Only five weeks into the new presidency, the Federal Reserve Board is teaching the Bush administration a painful lesson. It doesn't pay to get into a fight with the folks who set interest rates.Since taking office, President Bush has been suggesting the Fed not choke off the economic expansion by pushing interest rates higher.
The president got the Fed's response Friday. And it was just the opposite of what he had hoped.
The central bank raised its discount rate, the fee it charges for loans to commercial banks, to 7 percent, its highest level in three years.
A boost in the discount rate is the most dramatic signal the board can send of its intentions to push a broad range of interest rates higher in an effort to slow an overheated economy.
Three times since Jan. 20, Bush has brushed away worries about inflation and said he didn't see the need for the Fed to give the economy a dose of tighter credit. Rather, he said, the central bank should worry more about economic growth because he did not see signs that inflation was getting out of hand.
Those comments were echoed Thursday by the administration's chief economic spokesman, Treasury Secretary Nicholas Brady, who said central bank policy-makers were anticipating too much.
While disputes between the central bank and a president are not uncommon, some members of Congress were taken aback by Brady's apparent disregard for the threat of inflation, especially given the barrage of bad news on the price front.
Labor costs, wholesale prices and consumer prices have all been headed higher. The government reported Wednesday that retail prices shot up last month at their fastest pace in two years.

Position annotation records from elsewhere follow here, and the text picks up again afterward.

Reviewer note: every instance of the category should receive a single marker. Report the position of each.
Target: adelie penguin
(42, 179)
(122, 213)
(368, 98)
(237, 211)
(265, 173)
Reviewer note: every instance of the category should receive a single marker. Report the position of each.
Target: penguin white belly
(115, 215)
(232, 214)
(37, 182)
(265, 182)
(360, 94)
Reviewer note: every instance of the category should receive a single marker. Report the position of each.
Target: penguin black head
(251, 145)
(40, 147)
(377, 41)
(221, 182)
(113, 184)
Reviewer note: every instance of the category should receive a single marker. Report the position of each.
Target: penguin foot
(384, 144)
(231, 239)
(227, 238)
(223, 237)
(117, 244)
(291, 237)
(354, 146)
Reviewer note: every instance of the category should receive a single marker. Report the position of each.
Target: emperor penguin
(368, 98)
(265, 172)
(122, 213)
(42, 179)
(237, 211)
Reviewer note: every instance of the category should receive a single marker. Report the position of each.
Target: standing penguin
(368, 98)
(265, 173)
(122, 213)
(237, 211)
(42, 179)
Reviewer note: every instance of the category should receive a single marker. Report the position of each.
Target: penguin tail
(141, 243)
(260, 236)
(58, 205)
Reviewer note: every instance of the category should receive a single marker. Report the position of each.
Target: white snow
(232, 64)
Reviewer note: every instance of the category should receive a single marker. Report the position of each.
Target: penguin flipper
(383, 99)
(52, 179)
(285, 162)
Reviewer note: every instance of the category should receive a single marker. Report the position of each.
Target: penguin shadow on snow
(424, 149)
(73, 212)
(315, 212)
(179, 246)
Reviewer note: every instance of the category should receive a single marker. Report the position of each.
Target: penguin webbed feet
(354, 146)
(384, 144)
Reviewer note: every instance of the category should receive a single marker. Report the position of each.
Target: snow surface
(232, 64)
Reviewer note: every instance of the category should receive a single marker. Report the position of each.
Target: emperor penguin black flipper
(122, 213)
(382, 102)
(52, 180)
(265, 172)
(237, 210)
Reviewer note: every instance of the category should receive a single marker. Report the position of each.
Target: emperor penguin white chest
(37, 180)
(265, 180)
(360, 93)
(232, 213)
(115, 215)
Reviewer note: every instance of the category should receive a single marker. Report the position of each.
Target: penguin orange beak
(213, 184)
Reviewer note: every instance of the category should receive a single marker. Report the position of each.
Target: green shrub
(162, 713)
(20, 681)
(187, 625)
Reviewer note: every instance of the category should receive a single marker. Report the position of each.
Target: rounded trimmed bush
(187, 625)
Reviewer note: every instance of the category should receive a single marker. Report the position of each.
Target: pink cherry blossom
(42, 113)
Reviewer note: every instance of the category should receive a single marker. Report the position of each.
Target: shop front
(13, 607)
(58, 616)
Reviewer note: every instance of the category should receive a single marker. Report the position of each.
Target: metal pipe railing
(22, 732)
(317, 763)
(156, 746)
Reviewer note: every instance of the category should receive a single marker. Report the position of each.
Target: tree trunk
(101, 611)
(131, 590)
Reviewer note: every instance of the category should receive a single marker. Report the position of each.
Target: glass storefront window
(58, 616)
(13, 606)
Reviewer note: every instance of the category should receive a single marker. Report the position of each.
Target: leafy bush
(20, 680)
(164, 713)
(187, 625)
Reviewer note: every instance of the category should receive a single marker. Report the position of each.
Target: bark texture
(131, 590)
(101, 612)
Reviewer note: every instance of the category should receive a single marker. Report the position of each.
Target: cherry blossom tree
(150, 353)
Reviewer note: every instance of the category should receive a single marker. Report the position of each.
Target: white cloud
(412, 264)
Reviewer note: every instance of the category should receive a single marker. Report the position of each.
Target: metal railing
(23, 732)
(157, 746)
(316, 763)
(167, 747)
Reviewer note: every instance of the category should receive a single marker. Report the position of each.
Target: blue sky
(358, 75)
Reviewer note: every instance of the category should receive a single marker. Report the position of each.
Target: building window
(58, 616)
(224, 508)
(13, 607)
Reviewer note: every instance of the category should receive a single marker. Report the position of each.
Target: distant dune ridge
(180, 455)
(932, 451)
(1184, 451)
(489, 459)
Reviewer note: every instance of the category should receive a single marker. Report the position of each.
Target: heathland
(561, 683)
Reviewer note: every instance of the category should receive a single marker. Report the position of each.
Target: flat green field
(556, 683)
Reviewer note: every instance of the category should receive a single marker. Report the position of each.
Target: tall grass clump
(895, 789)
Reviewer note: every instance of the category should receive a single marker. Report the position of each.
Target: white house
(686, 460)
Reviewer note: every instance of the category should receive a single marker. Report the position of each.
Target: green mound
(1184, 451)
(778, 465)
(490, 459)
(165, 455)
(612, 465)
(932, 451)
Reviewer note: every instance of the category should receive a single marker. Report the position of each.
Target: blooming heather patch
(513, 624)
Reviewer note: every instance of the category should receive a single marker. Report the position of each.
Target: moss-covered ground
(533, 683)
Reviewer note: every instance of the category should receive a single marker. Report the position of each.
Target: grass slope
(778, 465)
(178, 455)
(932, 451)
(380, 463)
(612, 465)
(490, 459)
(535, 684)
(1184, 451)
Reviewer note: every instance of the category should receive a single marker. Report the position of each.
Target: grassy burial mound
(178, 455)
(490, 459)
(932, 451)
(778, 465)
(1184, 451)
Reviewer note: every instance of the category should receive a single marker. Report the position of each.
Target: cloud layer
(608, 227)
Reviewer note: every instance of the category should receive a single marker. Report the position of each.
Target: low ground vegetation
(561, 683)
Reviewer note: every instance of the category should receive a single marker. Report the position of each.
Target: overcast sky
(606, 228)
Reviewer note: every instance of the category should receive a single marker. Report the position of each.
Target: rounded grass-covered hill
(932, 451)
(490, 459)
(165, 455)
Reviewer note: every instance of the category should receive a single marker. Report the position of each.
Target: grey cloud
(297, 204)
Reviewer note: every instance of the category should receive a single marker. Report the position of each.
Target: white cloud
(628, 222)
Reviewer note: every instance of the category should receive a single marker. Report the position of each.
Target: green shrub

What concerns many observers is that the Fed may be forced to boost interest rates higher and more quickly than it had intended to dispell doubts in financial markets about the central bank's resolve to fight inflation because of the administration's verbal sniping.
Federal Reserve Chairman Alan Greenspan, a longtime Republican strategist and close friend of Bush, has gone out of his way to emphasize the central bank's political independence even though he and the other six board members were all appointed by former President Reagan.
Recognizing the dangers of a public dispute with the Fed, Bush budget director Richard Darman took the unusual step on Friday of telling his colleagues in the administration to cool it.
Darman's unspoken fear is that foreigners, who finance an increasing share of America's borrowing needs, might suddenly decide to dump their dollar-denominated assets because of fears that the Fed had responded to political pressure and abandoned its inflation-fighting campaign.